In the kitchen, the smell of coffee welcomes me, even though Russ doesn’t, as he sits at the table, head resting on his folded arms. Neither of us slept much or well the night before, and I hoped to encourage
him to go to bed while Ariel sleeps. I touch his shoulder, and without lifting his head, his hand covers mine. I kneel beside him, ignoring the grit against my knees.
He lifts his head, his eyes red-rimmed but dry. “You have to understand,” he says, as if we are already midconversation, “I’ve already run away from one war.”
That’s when I see the folded telegram, now open, lying on the table in front of him.
“Oh, Russ. You didn’t run away, and this isn’t a war.”
“I hid.”
“You weren’t hiding. You were serving God. You still are.”

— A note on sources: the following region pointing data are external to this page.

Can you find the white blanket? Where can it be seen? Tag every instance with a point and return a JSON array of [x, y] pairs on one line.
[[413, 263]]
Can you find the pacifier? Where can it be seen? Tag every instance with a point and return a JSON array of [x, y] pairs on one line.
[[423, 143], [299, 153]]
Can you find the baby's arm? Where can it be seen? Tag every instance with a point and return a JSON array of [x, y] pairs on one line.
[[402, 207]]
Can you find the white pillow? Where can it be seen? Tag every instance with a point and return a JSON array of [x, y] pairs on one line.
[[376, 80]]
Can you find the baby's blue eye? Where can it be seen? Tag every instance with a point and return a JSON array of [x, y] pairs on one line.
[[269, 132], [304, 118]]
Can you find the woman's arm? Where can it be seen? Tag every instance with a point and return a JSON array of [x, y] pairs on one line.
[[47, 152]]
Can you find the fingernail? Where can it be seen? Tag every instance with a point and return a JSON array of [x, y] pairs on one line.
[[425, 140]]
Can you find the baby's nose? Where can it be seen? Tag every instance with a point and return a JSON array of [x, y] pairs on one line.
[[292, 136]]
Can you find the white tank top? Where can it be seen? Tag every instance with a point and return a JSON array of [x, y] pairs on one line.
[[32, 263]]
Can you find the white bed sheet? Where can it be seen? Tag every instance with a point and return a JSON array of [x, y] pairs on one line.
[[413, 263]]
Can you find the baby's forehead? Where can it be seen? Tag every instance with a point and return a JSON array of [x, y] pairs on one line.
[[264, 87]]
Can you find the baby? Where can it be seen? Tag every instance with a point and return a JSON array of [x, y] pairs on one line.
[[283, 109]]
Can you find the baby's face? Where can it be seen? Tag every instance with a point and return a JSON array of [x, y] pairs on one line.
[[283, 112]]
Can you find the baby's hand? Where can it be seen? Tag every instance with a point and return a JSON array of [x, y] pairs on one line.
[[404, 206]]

“I could have served God in combat. I should have been one of them. I should have sacrificed—”
“Listen to me.” I clutch at his shirt, the fabric the only thing keeping me from digging my nails into either his flesh or mine. “You were—you
are
—a good and noble man. You would be the same man whether or not you went to war, or here, or—” I take a deep breath—“in Baltimore.” I relinquish my grip. “But I wouldn’t.”
“What do you mean?”
I feel everything within me go soft, like I’ve been holding a thick, solid breath that melts and comes pouring out in unchecked tears.
“I’m s—” but the word clogs my throat, and I swallow it in a heave that rivals anything my daughter produced in the thick of the steam.
“Nola, darling? What’s wrong?” In a single, smooth motion, Russ backs the chair away from the table and sweeps me into his lap, where I bury my face in his neck, the safest place I know.
I try again. “I’m sorry.”
He rocks me and makes soft noises.
“I’m sorry I want this so much. I’m sorry to be so unhappy. I don’t have a right to be unhappy.”
He sounds mildly amused. “Everybody has the right to be unhappy every now and then.”
“I don’t. Not when you love me so much.”
Now he does laugh, low and rumbling, and I realize his heart is so pure, he can’t fathom mine is anything less. He comforts me the way one would a child, christening me with an assumption of innocence. I know I can be brand-new again, that I can be fully restored to the woman and wife I was before my fall. But I can’t do it here, not with my temptation pacing, always, to and fro, just beyond our sight.
A cry from Ariel’s room brings me to my feet, Russ following suit, and we nearly trip over each other—our conversation forgotten—in a rush to her side. There she sits up in bed, crying, claiming she is melting.
“What’s that, sweetheart?” I say, dropping myself to the edge of her bed.
“All that hot. It melted me.”
The last word is a long, hoarse wail, and I take her into my arms, immediately understanding. She is drenched in sweat, soaked clear through her nightgown, and I press my cheek to hers. “Thank you, Lord.” I reach one hand out to Russ. “Thank you, Jesus.”
The fever has broken. God has delivered my child, and in that moment I allow myself the fleeting hope that God will deliver me.
If thou return to the Almighty, thou shalt be built up,
thou shalt put away iniquity far from thy tabernacles.
Then shalt thou lay up gold as dust,
and the gold of Ophir as the stones of the brooks.
Yea, the Almighty shall be thy defence,
and thou shalt have plenty of silver.